Hi @AndersKlingsholm,

I think the are two issues: a clearfix one, and using floats to achieve this complicated layout.
1 The Clearfix Issue
Your layout is built this way:
Body (Container)
|
|– Navbar (Fixed)
|
|– Home (Floated)
|
|– Services (Floated)
|
|– Image (Floated)
|
|– About Us (Floated)
|
|– Image (Floated)
|
`– Section 6 (Floated)
Navbar is fixed positioned, which means it will behave like an absolute positioned element, but relative to the viewport, not affecting the height of its parent container. So the navbar is only as tall as the viewport, which means there’s nothing to scroll to.
The rest of the sections are all floated, thus not adding to their parent container’s height. So basically the body doesn’t get informed of the height of the elements it contains, and this causes the scrollbar not to appear.
An immediate way to solve this is to add an element after/below Section 6 and set it to clear both; this will make the body stretch down to contain all of its children, but this is not an elegant solution because the structure of the layout is still incorrect. Which brings me to my second point:
2 The Layout Structure
One potential issue I see with the current layout is, that the way it works doesn’t represent how it’s built, and I think it’s because of a misunderstanding of floating elements:
Visually, it looks like there are two vertical sections, one fixed to the left containing the navigation, and one fixed to the right, containing a list of blocks or sections that the user can scroll about.
But in reality, there’s the navigation fixed to the left, and a lot of sections floating to the right, only in order to stay away from the navigation, not because there’s any content that needs to flow around them, which is the spirit of floating elements (think of the small picture in a magazine’s article with a column of text flowing around it, that picture is floated in order to allow the text to flow surrounding it). Moreover, each of the floated sections are specifically sized, even though they all stretch to the same width. More instructions create more places where things can break.

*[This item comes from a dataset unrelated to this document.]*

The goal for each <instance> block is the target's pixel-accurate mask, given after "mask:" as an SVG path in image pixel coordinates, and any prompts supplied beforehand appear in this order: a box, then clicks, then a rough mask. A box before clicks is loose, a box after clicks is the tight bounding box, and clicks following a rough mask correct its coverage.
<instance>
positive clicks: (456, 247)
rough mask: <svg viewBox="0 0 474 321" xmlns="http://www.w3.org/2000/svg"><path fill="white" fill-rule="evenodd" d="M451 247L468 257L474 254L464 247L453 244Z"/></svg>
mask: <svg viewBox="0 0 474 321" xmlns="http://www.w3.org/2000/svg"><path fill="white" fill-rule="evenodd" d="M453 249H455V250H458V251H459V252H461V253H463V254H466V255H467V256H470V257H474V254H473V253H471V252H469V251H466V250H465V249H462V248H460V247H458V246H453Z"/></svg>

A potentially simpler and more reliable way to define your layout would be the following:
Body (Container)
|
|– Left wrapper (fixed to left, 17% width)
| |
| `– Navbar
|
`– Right wrapper (fixed to right, 83% width, overflow scroll)
|
|– Home
|
|– Services
|
|– Image
|
|– About Us
|
|– Image
|
`– Section 6
Note that, within their respective wrapper, all the sections remain block elements that automatically stretch to the full width of its parent. Also, since I’m not using any floats, the parent container will always be aware of its children’s heights, making the scroll bar to show up.
Here are some links that you can find useful:
Floats and clears - Webflow CSS tutorial
Visual CSS flexbox builder
I hope this helps clarify the issue and let us know how it works!